Не дожидаясь конца поминок, я исхитрился шепнуть о состоянии Екатерины находившемуся в ресторане доктору. Работающий в ЦКБ доктор Филиппов Катю знал ещё с младенчества, так как был «закреплён» за семьёй Воронцовых, и фактически являлся их домашним доктором. Он всё понял с полуслова, и, осторожно взяв Катю под локоток, куда-то увёл.
Домой Екатерину из больницы отпустили через десять дней после появления первых признаков выздоровления, да и то только по настоянию её матери, Варвары Николаевны, женщины умной и властной. Будь Катя простой среднестатистической девушкой из народа, её продержали бы в «Кащенко» месяца три, а то и больше, но Варвара Николаевна подключила все свои связи, и Катю с большим трудом, но выписали домой под неусыпный контроль лечащего врача и домашних.
После выписки Варвара Николаевна сама позвонила мне и попросила приехать к ним на Кутузовский.

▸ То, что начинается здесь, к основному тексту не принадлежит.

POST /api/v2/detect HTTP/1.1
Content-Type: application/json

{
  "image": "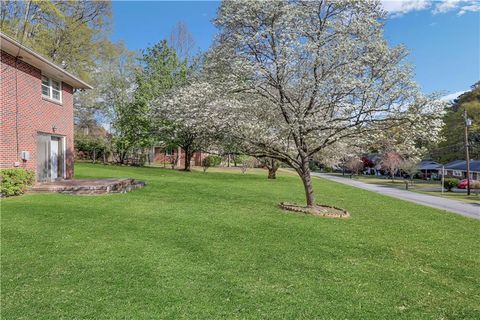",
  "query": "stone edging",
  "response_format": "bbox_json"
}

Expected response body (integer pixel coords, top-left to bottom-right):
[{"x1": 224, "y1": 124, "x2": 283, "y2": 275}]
[{"x1": 279, "y1": 202, "x2": 350, "y2": 219}]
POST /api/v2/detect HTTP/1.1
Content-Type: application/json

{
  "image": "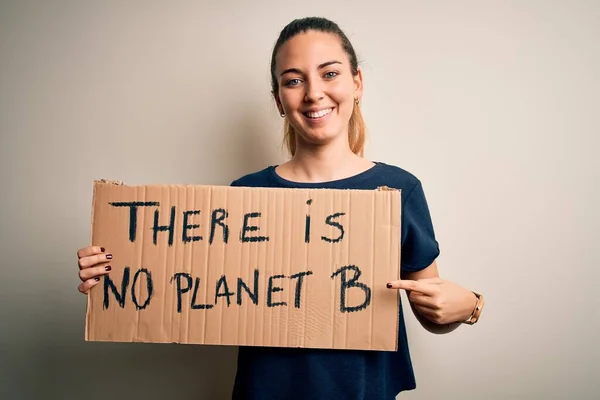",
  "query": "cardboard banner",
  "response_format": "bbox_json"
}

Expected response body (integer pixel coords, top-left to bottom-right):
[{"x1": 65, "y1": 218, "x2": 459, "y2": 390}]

– К несчастью, мы с вами не успели познакомиться, – хорошо поставленным голосом произнесла она. – Катенька не успела мне представить Вас, но я знаю, что Вы её друг. Не буду скрывать, я навела о Вас справки. Вы же понимаете, что мне, как матери, не всё равно, с кем общается моя дочь! Меня приятно удивил тот факт, что, оказывается, Вы из приличной московской семьи, и о Вас ходят таинственные слухи даже на самом верху. Кантемир, Вы заинтриговали меня, поэтому я хотела, чтобы Вы бывали у нас чаще, как только позволит Вам ваша секретная служба. Поверьте, это очень важно – Катеньке сейчас нужны исключительно положительные эмоции.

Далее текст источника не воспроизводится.